Once U.S. tax residency is established, several immediate consequences follow:

  • The Hungarian trust may be classified as a foreign trust under U.S. law, subjecting it to complex taxation and reporting requirements.
  • If the individual has signature authority over foreign financial accounts, FBAR (FinCEN Form 114) reporting obligations may arise where the aggregate value exceeds USD 10,000.
  • Additional reporting requirements may include: Form 8938 (FATCA reporting of specified foreign financial assets), Form 3520 and 3520-A (foreign trust reporting), Form 5471 (foreign corporations), Form 8865 (foreign partnerships).
Where the trust qualifies as a grantor trust, the settlor may be subject to U.S. taxation on the trust’s income, regardless of whether distributions are made.

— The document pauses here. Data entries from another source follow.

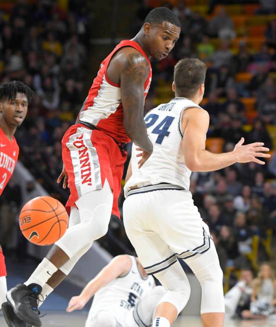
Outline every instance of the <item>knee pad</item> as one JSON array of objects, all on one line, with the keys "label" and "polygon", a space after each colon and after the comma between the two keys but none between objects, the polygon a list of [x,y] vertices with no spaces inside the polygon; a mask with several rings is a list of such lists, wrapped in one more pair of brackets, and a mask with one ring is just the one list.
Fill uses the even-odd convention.
[{"label": "knee pad", "polygon": [[208,264],[204,269],[196,272],[196,276],[200,285],[213,283],[222,283],[224,273],[218,262]]},{"label": "knee pad", "polygon": [[167,269],[154,274],[154,276],[167,291],[158,304],[162,302],[171,303],[179,313],[187,304],[190,294],[189,281],[180,263],[176,262]]},{"label": "knee pad", "polygon": [[6,294],[7,291],[6,278],[4,276],[0,277],[0,309],[2,303],[6,301]]},{"label": "knee pad", "polygon": [[[153,317],[155,313],[156,306],[162,297],[167,291],[162,286],[158,286],[150,290],[142,297],[137,305],[134,308],[133,315],[136,321],[140,326],[150,326],[152,324]],[[127,318],[130,319],[130,315]],[[136,325],[135,323],[130,324],[126,319],[127,325]],[[134,323],[135,323],[134,321]]]},{"label": "knee pad", "polygon": [[64,273],[64,274],[65,274],[66,276],[68,276],[71,270],[74,267],[75,264],[84,255],[84,254],[86,253],[89,249],[90,249],[90,248],[92,246],[92,243],[91,243],[89,244],[87,244],[84,247],[82,250],[80,250],[72,258],[70,258],[67,261],[67,262],[66,262],[62,267],[60,267],[60,270],[61,270]]},{"label": "knee pad", "polygon": [[116,327],[117,320],[114,314],[108,311],[97,312],[91,323],[86,327]]},{"label": "knee pad", "polygon": [[92,240],[104,236],[108,232],[110,217],[109,206],[99,205],[93,211],[83,209],[80,211],[80,215],[81,223],[89,231]]},{"label": "knee pad", "polygon": [[200,313],[224,312],[223,273],[218,262],[207,265],[196,276],[202,287]]}]

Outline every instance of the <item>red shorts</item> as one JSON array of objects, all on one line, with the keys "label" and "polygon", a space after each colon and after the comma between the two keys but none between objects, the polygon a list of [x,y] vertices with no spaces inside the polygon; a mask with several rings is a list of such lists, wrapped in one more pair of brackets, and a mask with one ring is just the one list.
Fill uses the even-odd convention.
[{"label": "red shorts", "polygon": [[72,126],[62,141],[62,160],[68,174],[70,196],[66,209],[82,195],[102,188],[106,179],[114,196],[112,213],[120,217],[118,198],[126,152],[103,132],[82,124]]},{"label": "red shorts", "polygon": [[6,276],[5,257],[2,251],[0,250],[0,277],[3,277],[4,276]]}]

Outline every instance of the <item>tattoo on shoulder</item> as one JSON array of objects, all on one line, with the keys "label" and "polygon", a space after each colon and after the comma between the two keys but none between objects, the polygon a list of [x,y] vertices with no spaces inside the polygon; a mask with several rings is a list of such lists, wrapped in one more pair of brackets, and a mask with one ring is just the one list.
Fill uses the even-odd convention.
[{"label": "tattoo on shoulder", "polygon": [[144,56],[139,53],[130,53],[128,55],[124,73],[132,83],[144,83],[149,73],[148,63]]}]

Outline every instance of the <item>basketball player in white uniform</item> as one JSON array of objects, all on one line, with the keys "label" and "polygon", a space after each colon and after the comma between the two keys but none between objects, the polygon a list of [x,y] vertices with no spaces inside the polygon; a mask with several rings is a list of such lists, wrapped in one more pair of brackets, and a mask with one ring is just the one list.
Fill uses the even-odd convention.
[{"label": "basketball player in white uniform", "polygon": [[206,66],[198,59],[182,59],[176,65],[176,97],[144,118],[152,154],[138,169],[142,152],[134,146],[128,178],[132,167],[132,176],[124,188],[128,236],[148,274],[167,290],[156,307],[154,327],[170,326],[188,299],[190,286],[178,259],[188,264],[200,283],[203,325],[224,324],[222,272],[209,229],[189,192],[191,171],[213,171],[236,162],[262,165],[257,157],[270,156],[262,152],[269,150],[263,143],[243,145],[243,138],[230,152],[205,149],[209,115],[199,104],[206,72]]},{"label": "basketball player in white uniform", "polygon": [[82,309],[94,295],[86,327],[151,325],[156,306],[166,291],[156,286],[138,259],[118,255],[71,298],[66,311]]}]

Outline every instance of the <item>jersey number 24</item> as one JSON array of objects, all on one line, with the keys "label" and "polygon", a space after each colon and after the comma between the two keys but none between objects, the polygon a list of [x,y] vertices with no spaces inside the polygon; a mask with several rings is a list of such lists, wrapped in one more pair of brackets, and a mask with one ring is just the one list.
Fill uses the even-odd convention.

Moreover, the presence of non-U.S. investment funds within the portfolio may trigger the application of the PFIC (Passive Foreign Investment Company) regime. This regime is associated with extensive reporting obligations and may result in punitive taxation compared to standard capital gains treatment.

Conclusion

The termination of the U.S.–Hungary tax treaty significantly increases the complexity of cross-border wealth planning. In the absence of treaty-based coordination, taxpayers must navigate overlapping and potentially conflicting domestic rules. As a result, pre-immigration planning and the early review of existing wealth structures have become essential. Proper structuring and timely compliance can mitigate risks, but the margin for error has narrowed considerably in the post-treaty environment.

The information provided in this article is for informational purposes only and does not constitute tax or legal advice.